🤖 AI Summary
This study addresses the high energy consumption of large language models (LLMs) in software development, which hinders their sustainable deployment. Focusing on 3B–7B parameter LLMs, the authors conduct a phase-wise energy analysis—separating prefill and decoding stages—during code generation and understanding tasks. They reveal, for the first time, that energy expenditure in the prefill phase amplifies the per-token decoding cost, and identify redundant output behaviors (“babbling”) in certain models. Leveraging fine-grained, phase-level energy measurements alongside benchmark evaluations (HumanEval, LongBench), the work proposes targeted suppression strategies that achieve substantial energy savings of 44% to 89% without compromising task accuracy.
📝 Abstract
Context: AI-assisted tools are increasingly integrated into software development workflows, but their reliance on large language models (LLMs) introduces substantial computational and energy costs. Understanding and reducing the energy footprint of LLM inference is therefore essential for sustainable software development. Objective: In this study, we conduct a phase-level analysis of LLM inference energy consumption, distinguishing between the (1) prefill, where the model processes the input and builds internal representations, and (2) decoding, where output tokens are generated using the stored state. Method: We investigate six 6B-7B and four 3B-4B transformer-based models, evaluating them on code-centric benchmarks HumanEval for code generation and LongBench for code understanding. Results: Our findings show that, within both parameter groups, models exhibit distinct energy patterns across phases.
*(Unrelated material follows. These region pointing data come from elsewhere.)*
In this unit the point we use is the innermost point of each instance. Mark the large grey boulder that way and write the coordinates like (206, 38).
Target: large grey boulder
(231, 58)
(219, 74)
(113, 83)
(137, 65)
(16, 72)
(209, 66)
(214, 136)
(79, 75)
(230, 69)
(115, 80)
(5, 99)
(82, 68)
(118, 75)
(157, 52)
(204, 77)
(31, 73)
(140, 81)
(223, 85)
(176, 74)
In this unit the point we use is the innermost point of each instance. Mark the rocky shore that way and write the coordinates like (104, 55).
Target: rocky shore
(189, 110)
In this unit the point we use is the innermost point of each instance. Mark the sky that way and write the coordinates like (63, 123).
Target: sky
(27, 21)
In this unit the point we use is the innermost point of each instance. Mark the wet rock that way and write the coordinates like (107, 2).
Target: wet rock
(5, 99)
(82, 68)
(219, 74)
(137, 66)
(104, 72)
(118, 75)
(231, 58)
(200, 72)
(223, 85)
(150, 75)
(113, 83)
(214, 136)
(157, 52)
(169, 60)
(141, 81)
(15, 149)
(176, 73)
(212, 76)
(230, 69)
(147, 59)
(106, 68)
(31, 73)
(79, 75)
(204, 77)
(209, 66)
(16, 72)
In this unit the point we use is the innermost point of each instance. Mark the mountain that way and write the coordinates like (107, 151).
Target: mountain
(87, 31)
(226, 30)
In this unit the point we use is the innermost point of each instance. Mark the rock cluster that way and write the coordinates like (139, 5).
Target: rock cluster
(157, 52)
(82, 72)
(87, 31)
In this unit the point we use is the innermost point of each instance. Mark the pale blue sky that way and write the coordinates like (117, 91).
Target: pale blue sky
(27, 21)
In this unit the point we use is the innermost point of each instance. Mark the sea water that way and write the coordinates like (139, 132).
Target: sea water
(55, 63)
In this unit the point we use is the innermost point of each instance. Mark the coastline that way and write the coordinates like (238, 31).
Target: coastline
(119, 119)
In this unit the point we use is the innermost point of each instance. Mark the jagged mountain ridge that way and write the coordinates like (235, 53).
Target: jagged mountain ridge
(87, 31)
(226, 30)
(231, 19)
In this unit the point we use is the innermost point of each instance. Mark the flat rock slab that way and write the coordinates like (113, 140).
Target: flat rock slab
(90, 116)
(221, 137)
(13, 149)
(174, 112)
Furthermore, we observed that increases in prefill cost amplify the energy cost per token during decoding, with amplifications ranging from 1.3% to 51.8% depending on the model. Lastly, three out of ten models demonstrate babbling behavior, adding excessive content to the output that unnecessarily inflates energy consumption. We implemented babbling suppression for code generation, achieving energy savings ranging from 44% to 89% without affecting generation accuracy. Conclusion: These findings show that prefill costs influence decoding, which dominates energy consumption, and that babbling suppression can yield up to 89% energy savings. Reducing inference energy therefore requires both mitigating babbling behavior and limiting impact of prefill on decoding.